Nice! I wish I could get shots like that! and in my opinion some of the best shots break the rule of thirds rule.


----------



## Frequency (Jan 25, 2011)

Very good

regards


----------



## Photo95 (Jan 25, 2011)

looks good. perhaps a bit more pink would add more color to it.


----------



## Hardrock (Jan 25, 2011)

Looks good, I wish the top of the tall building wasnt cut off though.


----------



## amateuraperture (Jan 25, 2011)

What is the rule of thirds?  Nice pic by the way.


----------



## D-B-J (Jan 25, 2011)

amateuraperture said:


> What is the rule of thirds? Nice pic by the way.


 
Let me google that for you

Regards,
Jake


----------



## amateuraperture (Jan 25, 2011)

D-B-J said:


> amateuraperture said:
> 
> 
> > What is the rule of thirds? Nice pic by the way.
> ...



Hey thanks!


----------



## molested_cow (Jan 25, 2011)

I wish the antenna/pointy thing on top of the building isn't cropped off.

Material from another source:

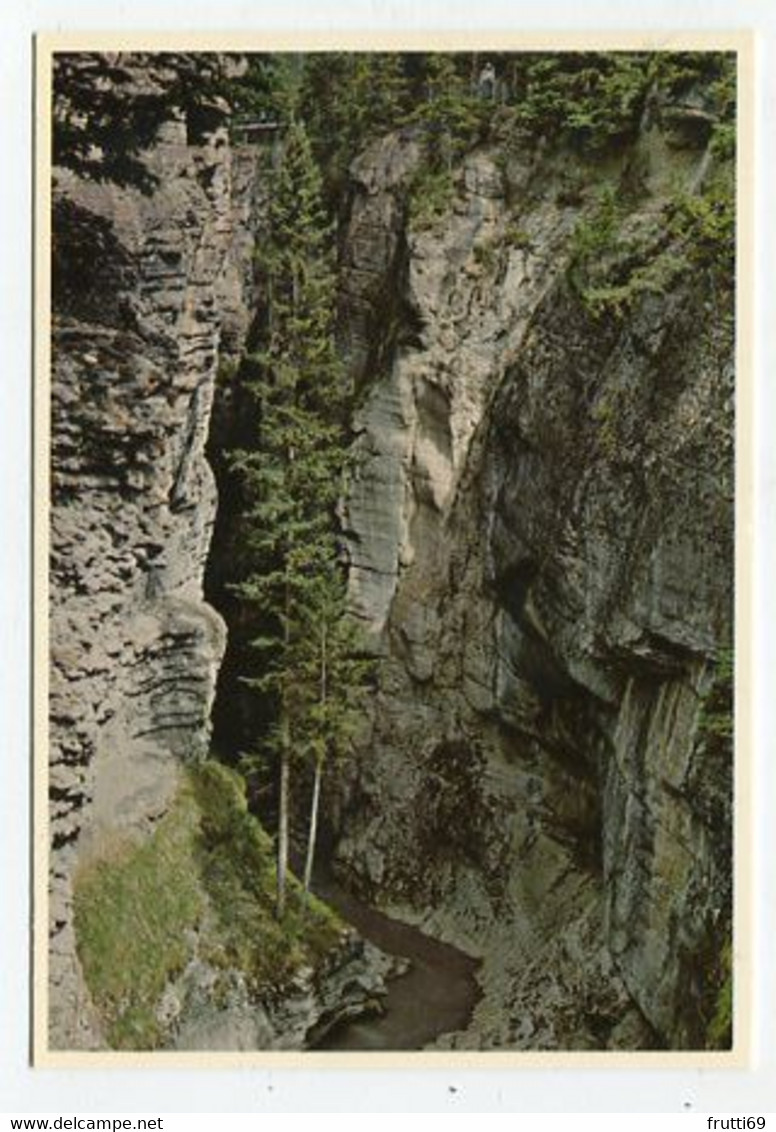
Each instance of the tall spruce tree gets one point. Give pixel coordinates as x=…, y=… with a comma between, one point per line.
x=293, y=476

When you get to go up there again to the observatory deck, you should get the audio guide. It offers some interesting history of Boston as you glance at the different parts of the city.


----------



## Stephen.C (Jan 25, 2011)

Thanks guys! 
You pretty much touched on all my negative points... I edited it again before I printed it and did some final tweaks. 
Yep, been there Cow, its pretty awesome!


----------



## dirtnapper (Jan 26, 2011)

Great photo; I was in town last night. I wanted to take my camera, but a wee bit too cold for me to schelp my camera.  The Cambridge side of the river is a great vantage point.


----------



## thatfornoobs (Jan 26, 2011)

Love this. Try some color correction or B&W!


----------



## allysontan (Jan 26, 2011)

Looks good.. I almost can see the gridlines


----------



## Gruen Photo 7 Design (Jan 26, 2011)

cambridge side of the charles river?


----------



## Stephen.C (Jan 26, 2011)

Yes, Mass Ave bridge actually.


----------